I am trying to print the value of a span every time it changes. To print the value of the span is quite easy:
popup = wait.until(EC.visibility_of_element_located((By.XPATH, '//*[#id="spot"]')))
Print(popup.text)
This will print the value at that moment, the problem is that the value will change every 2 seconds. I tried using:
# wait for the first popup to appear
popup = wait.until(EC.visibility_of_element_located((By.XPATH, '//*[#id="spot"]')))
# print the text
print(popup.text)
# wait for the first popup to disappear
wait.until(EC.staleness_of(popup))
# wait for the second popup to appear
popup = wait.until(EC.visibility_of_element_located((By.XPATH, '//*[#id="spot"]')))
# print the text
print(popup.text)
# wait for the second popup to disappear
wait.until(EC.staleness_of(popup))
No matter how long my wait value is, 10 or 20 or even 30 seconds, the process always times out. I do not know much about coding but I think this method does not work because the span as a whole does not change only the span value(text). One method that I tried was to loop the Print(popup) command and it partially worked. it printed the same value 489 times until it changed and printed the other one 489 times again.I have since tried this code:
popup = wait.until(EC.text_to_be_present_in_element_value((By.XPATH, '//*[#id="spot"]')))
print(popup.text)
but it returns:
TypeError: __init__() missing 1 required positional argument: 'text_'
.
Please help what it is I need to add or what method I need to use to get the changing value.
HTML code inspection
Please I beg you, please beware Im not trying to print the text of the span, I already know how to do that, I want print it everytime it changes
Assuming that the element does disappear and reappear again:
You can just go back and forth between waiting for the element being located and being located.
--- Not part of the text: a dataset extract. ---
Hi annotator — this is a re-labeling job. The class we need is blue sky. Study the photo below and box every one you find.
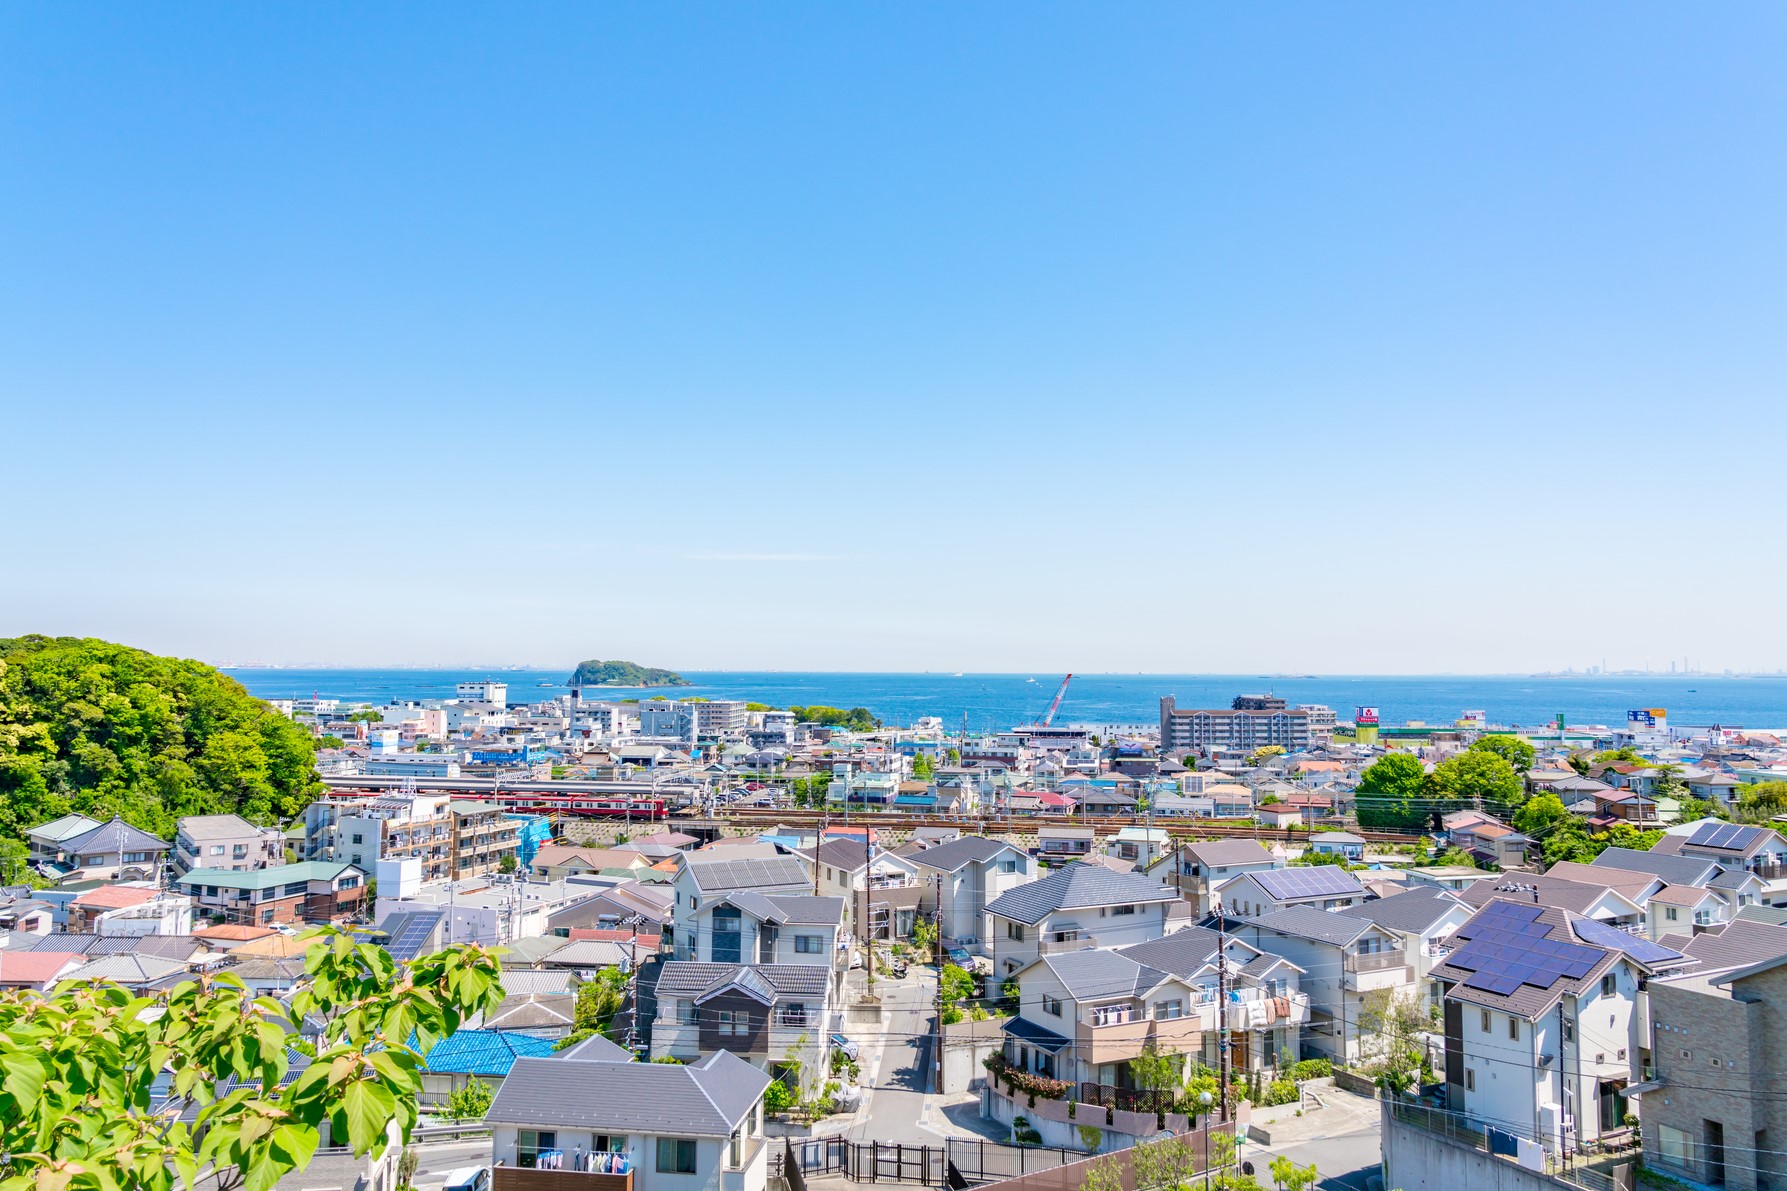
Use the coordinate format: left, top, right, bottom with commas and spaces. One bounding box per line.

Assuming that the elements content changes, but doesn't disappear:
I don't know of any explicit way to wait for the change of the content of an element, so as far as I am concerned you would need to compare the change yourself. You might want to add an absolute wait of < 2 seconds to limit the amount of unnecessary comparisons you make.
# Init a list to contain the values later on
values = []
# Wait for the element to be loaded in the first place
popup = wait.until(EC.visibility_of_element_located((By.XPATH, '//*[#id="spot"]')))
values.append(popup.text)
while True:
# possibly wait here
new_value = driver.find_element(By.XPATH, '//*[#id="spot"]')
# look up if the value has changed based on the values you know and add the new value
if values[-1] != new_value:
values.append(new_value)
# add an exit condition unless you actually want to do it forever
Please be aware: This will only work if the value actually changes each and every time or if you don't need duplicates that follow one another.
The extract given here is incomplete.